Brain "learns" light
Interpretation of light and surrounding environment characterized by experienceRead out
In order to interpret the complex stimuli that constantly affect us, our brains use assumptions about the environment. Scientists at the Max Planck Institute for Biological Cybernetics and the University of Southampton have now shown that basic assumptions, such as the light coming from above, are not genetically anchored in humans, but are adjusted according to specific experience. This demonstrates the special ability of the human brain to adapt flexibly to changing environmental conditions, the researchers said in a pre-publication in Nature Neuroscience.
On the one hand, it is the information from the various sensory organs, such as the eye, nose or skin, that determines our perception. On the other hand, prior knowledge and assumptions about our environment also play a role. This interaction between momentary sensory information on the one hand and previous knowledge on the other can be impressively demonstrated using examples. Thus, for most observers, a crater can be seen on the left part of the picture. On the other hand, the right part of the image is usually perceived as a hill. Both interpretations are not unique. You can tell immediately, if you turn the picture upside down - now the interpretation of the pictures should be reversed. In fact, the two images are exactly the same image, except that the right version is rotated 180 degrees.
All a question of viewpoint
How is this ambiguous interpretation? In order to interpret the image, the brain makes assumptions about which direction the light is coming from. Since the light in our world mostly comes from above, through the sun, overhead lighting or the like, it is reasonable for the brain to use this prior knowledge in interpreting the images. Under this assumption - the light comes from above - it is the only "correct" interpretation to see the left part of the picture as a crater and the right one as a hill. However, if our brain made the assumption that the light came from below, the interpretation would turn around exactly - the left part of the picture would be seen as a hill and the right one as a crater, but not on the ground, but on the ceiling. Mathematically, this interplay between sense information and prior knowledge can be described very well with the theory of probability developed by Bishop Thomas Bayes in 1763, in which the prior knowledge is described with the aid of "Prior", the "a-priori probability distribution". In the illustrated example, there is a prior for "light from above".
Eye tricked by sense of touch
Marc Ernst from the Max Planck Institute for Biological Cybernetics in T bingen, together with his colleagues Wendy Adams and Erich Graf from the University of Southampton, has now investigated the question of how the brain comes to such presumptions: are these innate and thus genetically determined or can such fundamental priors, such as the "light from above" assumption, be learned from the frequency of occurrence? To do this, the researchers used ambiguous stimuli similar to those in the left picture and examined the perception of subjects before and after an interactive training session. In this training, the subjects could not only see the stimuli, but also scan for about 1.5 hours with their fingers. The trick was that during the training, the visual image and thus the range of light incidence, in which the objects feel like a hill, was rotated by 30 degrees. As a result, the sensation did not always match the visual perception, and some of the objects that were seen as a hill before training now felt like a hole and vice versa.

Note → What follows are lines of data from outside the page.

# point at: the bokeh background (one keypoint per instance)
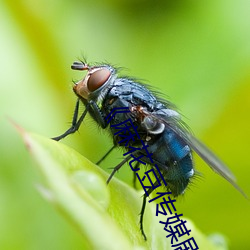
(195, 52)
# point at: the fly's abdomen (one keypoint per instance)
(174, 158)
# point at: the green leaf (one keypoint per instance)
(106, 215)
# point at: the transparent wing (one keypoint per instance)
(171, 120)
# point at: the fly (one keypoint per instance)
(167, 138)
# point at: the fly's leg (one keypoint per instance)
(75, 124)
(134, 175)
(91, 107)
(105, 155)
(143, 210)
(141, 216)
(95, 110)
(118, 167)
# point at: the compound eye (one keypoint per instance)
(97, 79)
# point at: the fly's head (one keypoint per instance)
(96, 79)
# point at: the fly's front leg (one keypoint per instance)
(97, 113)
(75, 123)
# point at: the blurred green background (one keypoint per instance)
(196, 52)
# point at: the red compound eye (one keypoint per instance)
(97, 79)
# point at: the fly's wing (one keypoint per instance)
(171, 120)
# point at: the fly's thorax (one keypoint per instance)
(94, 85)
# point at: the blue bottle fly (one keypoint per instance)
(168, 141)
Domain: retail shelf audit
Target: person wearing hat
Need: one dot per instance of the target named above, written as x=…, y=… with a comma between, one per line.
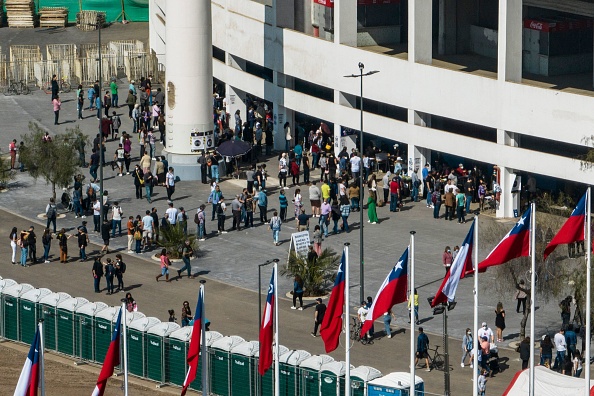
x=319, y=313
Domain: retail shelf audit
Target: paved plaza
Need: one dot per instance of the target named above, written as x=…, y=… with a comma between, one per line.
x=229, y=262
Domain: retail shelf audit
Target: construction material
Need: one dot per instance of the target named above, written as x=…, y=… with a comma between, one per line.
x=20, y=13
x=53, y=16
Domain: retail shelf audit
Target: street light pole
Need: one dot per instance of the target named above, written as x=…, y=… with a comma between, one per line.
x=361, y=184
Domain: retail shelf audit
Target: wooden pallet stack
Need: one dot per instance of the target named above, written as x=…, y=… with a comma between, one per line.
x=20, y=13
x=88, y=20
x=53, y=16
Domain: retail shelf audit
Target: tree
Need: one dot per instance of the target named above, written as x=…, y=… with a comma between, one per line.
x=55, y=161
x=317, y=275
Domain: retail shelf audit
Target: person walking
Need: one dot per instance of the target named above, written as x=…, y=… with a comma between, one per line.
x=319, y=313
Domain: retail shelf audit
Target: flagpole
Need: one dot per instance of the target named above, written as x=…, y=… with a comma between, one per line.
x=125, y=335
x=588, y=249
x=41, y=357
x=475, y=313
x=347, y=346
x=412, y=312
x=532, y=291
x=276, y=340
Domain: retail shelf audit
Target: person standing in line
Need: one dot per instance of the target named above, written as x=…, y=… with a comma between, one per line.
x=318, y=315
x=97, y=274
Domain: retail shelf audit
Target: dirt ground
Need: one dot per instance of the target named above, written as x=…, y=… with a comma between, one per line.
x=63, y=378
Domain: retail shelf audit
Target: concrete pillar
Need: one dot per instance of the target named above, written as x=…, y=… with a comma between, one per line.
x=189, y=81
x=419, y=31
x=447, y=27
x=345, y=22
x=509, y=48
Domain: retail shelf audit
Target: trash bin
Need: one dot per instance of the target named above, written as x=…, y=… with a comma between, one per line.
x=220, y=375
x=85, y=331
x=10, y=302
x=309, y=383
x=244, y=368
x=360, y=376
x=397, y=384
x=29, y=313
x=332, y=378
x=288, y=373
x=136, y=344
x=155, y=350
x=49, y=313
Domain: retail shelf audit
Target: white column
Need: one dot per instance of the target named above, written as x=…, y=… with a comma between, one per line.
x=509, y=49
x=188, y=81
x=419, y=31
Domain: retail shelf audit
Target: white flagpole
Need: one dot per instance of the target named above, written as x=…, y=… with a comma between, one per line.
x=475, y=314
x=588, y=249
x=125, y=335
x=276, y=340
x=532, y=291
x=412, y=311
x=41, y=358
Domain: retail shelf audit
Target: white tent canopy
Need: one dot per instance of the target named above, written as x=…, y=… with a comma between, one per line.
x=546, y=383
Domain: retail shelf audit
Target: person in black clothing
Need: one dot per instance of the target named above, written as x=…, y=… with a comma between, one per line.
x=97, y=274
x=318, y=315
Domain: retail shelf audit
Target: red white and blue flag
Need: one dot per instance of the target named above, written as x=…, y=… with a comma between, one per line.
x=112, y=359
x=267, y=330
x=29, y=379
x=515, y=244
x=573, y=229
x=390, y=293
x=461, y=266
x=194, y=351
x=332, y=322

The result of these experiments was that, as a result of this interactive training, the perception of the test subjects actually changed - some of the "craters" were suddenly seen as "hills". The researchers found that the "light from above" assumption was turned around on average by about eleven degrees. Since the apparent brightness of an object usually depends on its orientation to the incidence of light, a general change of the "light from above" assumption should also change the perception of the brightness of objects. In fact, it turned out that the subject's subjects appeared differently bright after the training - in accordance with the change in the assumed light direction. display
Dogs are less flexible
The researchers thus succeeded in proving that even such fundamental assumptions as the "light from above" assumption are not genetically anchored, but constantly based on the statistical regularity with which they are used in the Environment occur, learned within a relatively short time and adapted. However, this is in contrast to experiments conducted with other species, such as chickens, which also make a "light from above" assumption, but which appears genetically anchored in these animals. All in all, these results underline the extremely good adaptability of the human brain and that the perception differs from person to person depending on the individual learning history and previous knowledge.